Novembro de 2021 – Casa Gucci

Talvez o tempo coloque Casa Gucci no mesmo balaio que Machete Mata, ao invés de agrupá-lo com Nasce Uma Estrela, mas quem se importa? O épico de Ridley Scott sobre uma família aristocrata tão insular e impenetrável quanto qualquer outra família aristocrata, e os atos extremos de uma mulher desesperada por acesso a ela – e aos privilégios que vinham com ela – é divertido à beça, especialmente se comparado a outros filmes de 2h30 que enchem os cinemas em toda temporada de premiação. Recomendado!

Maio de 2022 – “Hold My Hand”

Lady Gaga e Hans Zimmer é uma dupla e tanto, inconcebível em outros tempos de cultura pop, e a trilha sonora de Top Gun: Maverick sem dúvida se tornou mais memorável por causa disso. “Hold My Hand” pode não ter sido um hit tão inescapável quanto “Shallow”, mas o sucesso astronômico do filme não machucou a carreira de ninguém, e a canção de qualquer forma consolidou Gaga como um daqueles nomes certeiros da composição hollywoodiana – tanto se você quiser views no YouTube quanto se você quiser uma indicação ao Oscar.
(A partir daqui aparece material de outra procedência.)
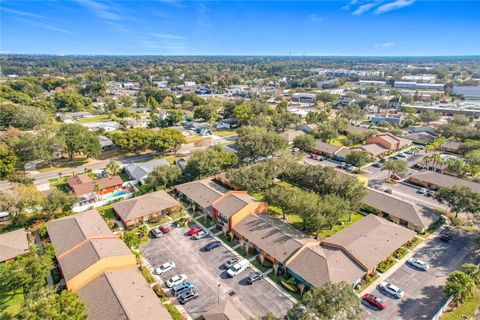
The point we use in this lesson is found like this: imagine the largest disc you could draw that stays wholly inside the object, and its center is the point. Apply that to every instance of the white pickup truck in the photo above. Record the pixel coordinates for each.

Novembro de 2024 – Coringa: Folie à Deux

Ao contrário do que aconteceu com Nasce Uma Estrela, com Casa Gucci ou mesmo com seu envolvimento musical em Top Gun: Maverick, o nome de Lady Gaga atrelado a Coringa: Folie à Deux causou estranhamento em muita gente – mas será que deveria? Sim, nós sabemos que é meio fora da curva pensar que a continuação do filme de 2019 (que trouxe uma origem “sombria e realista” para o vilão do Batman, e acabou se tornando um dos queridinhos do Oscar) será um musical coestrelado pela mulher que fez “Bad Romance” e “Poker Face”.

Ao mesmo tempo, esse não é exatamente o tipo de projeto que faz sentido para Lady Gaga, a atriz, tanto em termos comerciais (o primeiro Coringa arrecadou mais de US$ 1 bilhão, vale lembrar) quanto em termos críticos e acadêmicos? Muita gente tem se acostumado com a ideia de uma Arlequina vivida por Gaga com o “vazamento” de várias fotos do set, mas a prova final vem mesmo ano que vem. Se ela nos ensinou uma coisa nessa década e meia, no entanto, foi essa: quando se trata de Lady Gaga, é melhor esperar para ver.